What information is stored on SIM cards?
The authentication credentials stored on both regular and IoT SIMs are as follows:
- ICCD (integrated circuit card identifier). This is the unique identifier allocated to each SIM.
- Authentication Key (Ki). This unique authentication key is used to verify whether the device is authorised to access the network.
- Location Area Identity (LAI). Consisting of a mobile country code (MCC), mobile network code (MNC) and location area code (LAC), the LAI allows the network to identify the location of the SIM card.
What are eSIMs?
With an eSIM, “e” stands for embedded. Instead of being incorporated into a removable plastic card, the eSIM is embedded into the device’s circuitry.
An eSIM is equipped with a “bootstrap” profile, allowing remote provisioning. So let’s say you are deploying a new IoT device in the field. To get the device initially set up on your network of choice, the network provider simply sends a SIM profile to the device to override the bootstrap. If you want to change provider later on, the new operator can send over a new profile to overwrite the existing one. There’s no physical swapping of cards required, which means less hassle and lower reconfiguration costs.

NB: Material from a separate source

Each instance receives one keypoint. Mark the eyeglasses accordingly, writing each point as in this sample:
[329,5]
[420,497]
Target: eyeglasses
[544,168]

eSIMs are also designed to last for the lifetime of the device, which again helps to ensure lower maintenance costs.
How are SIM cards used in IoT?
For all industrial, commercial and customer-facing IoT applications, SIM cards are essential both for ensuring reliable connections between devices, as well as for enabling easier IoT project management. With multiple options available, it should also be possible to choose a form factor that meets your connectivity needs while keeping costs as low as possible for maximum lifetime value.